17 Kasım 2013 Pazar

Gemiler Koyu, FETHİYE...

Sevgili şirketim iznimin ilk kısmını sen haziranda izin yaptın deyip sağolsun ikinci yarısını kasım ayında verdi.Ben de hala sonbaharda olduğumuzu hatta kışın geldiğini kabullenmeyip son kez denize girmek ümidiyle yine güneye inmeye karar verdim.İstikamet önce Kabak Koyu,Kayaköy,Bozburun ve Datça olacaktı, hemen hemen plana uyduk ama uymadığımız zamanlarda da çok güzel süprizlerle karşılaştık açıkçası... Sabah 6da teker döndü ve bir kaç günlüğüne memlekete gittim.Oradan istikamet Fethiye oldu.Fethiye'nin merkezini genel olarak kalabalıklığından, cosmopolitliğinden ,küçük bir İstanbul gibi gelmesinden midir nedir sevemiyorum bi türlü.Her geçen gün daha da kötüye gidiyor açıkçası neyse efendim oraya uğramadan dosdoğru Hisarönüne oradan da Gemiler Koyuna gidiyoruz.Yolda hafif çiseleyen yağmur gittikçe şiddetini arttırdı ve sağolsun yanına rüzgarı da alarak ben denize girmeyeyim diye sağlam bir fırtına patlattı. Ama yine de koya giderken manzaranın harikalığı bana kendimi mükemmel hissettirdi.
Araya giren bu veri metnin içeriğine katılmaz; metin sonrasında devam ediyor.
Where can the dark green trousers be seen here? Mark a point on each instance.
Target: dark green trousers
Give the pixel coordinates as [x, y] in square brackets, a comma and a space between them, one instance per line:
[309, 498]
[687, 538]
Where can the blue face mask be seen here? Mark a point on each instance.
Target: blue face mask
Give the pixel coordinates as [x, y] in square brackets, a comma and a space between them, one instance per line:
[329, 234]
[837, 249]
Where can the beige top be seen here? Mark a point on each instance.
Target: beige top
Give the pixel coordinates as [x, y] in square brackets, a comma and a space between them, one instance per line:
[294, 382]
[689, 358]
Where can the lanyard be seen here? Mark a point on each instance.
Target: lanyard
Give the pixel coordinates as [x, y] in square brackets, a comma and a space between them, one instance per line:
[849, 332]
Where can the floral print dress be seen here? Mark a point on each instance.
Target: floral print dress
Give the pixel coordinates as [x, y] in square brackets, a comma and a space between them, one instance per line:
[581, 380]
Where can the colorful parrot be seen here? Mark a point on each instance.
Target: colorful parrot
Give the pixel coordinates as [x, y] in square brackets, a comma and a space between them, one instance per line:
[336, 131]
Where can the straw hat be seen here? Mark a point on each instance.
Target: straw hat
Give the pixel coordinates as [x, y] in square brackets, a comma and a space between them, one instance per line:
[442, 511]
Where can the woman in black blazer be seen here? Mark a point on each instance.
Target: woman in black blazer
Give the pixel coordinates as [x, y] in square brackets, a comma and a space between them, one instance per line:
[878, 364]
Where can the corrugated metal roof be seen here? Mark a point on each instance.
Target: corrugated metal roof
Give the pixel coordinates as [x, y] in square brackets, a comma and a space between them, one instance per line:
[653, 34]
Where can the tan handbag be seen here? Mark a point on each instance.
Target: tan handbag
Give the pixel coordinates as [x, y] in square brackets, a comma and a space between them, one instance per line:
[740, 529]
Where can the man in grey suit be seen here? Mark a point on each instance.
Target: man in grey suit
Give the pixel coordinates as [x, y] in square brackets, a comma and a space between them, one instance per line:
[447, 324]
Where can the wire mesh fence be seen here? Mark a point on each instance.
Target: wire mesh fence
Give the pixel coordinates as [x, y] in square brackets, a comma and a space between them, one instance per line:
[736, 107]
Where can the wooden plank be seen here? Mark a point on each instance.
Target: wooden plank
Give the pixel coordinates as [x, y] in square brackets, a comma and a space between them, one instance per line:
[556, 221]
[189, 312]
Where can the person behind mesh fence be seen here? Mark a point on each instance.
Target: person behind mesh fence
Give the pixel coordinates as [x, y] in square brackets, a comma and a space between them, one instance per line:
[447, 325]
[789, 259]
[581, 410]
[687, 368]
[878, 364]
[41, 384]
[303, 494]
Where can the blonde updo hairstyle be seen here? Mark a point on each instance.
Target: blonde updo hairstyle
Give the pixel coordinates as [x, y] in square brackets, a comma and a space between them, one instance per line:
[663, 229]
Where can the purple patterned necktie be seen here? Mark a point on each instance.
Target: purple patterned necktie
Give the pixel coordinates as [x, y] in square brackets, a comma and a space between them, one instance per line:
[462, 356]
Zamanında Bizanslılar için çok önemli olan bu koy şimdilerde sit alanı sayılıyor ama yine de Türk halkım bi kaç tane kaçak bungolov inşaa etmeyi başarmış. Giriş ücreti 3 lira ,koyun denize girilen kısmından sonra harika bir çam ormanı komşuluk ediyor,bir kaç tane tahta piknik masasıyla da bizler de bu deniz ve orman bütünlüğüne dahil olabiliyoruz.Ben denize giremedim ama yine geleceğim yerlerden biri olduğu için o zamana sakladım hevesimi.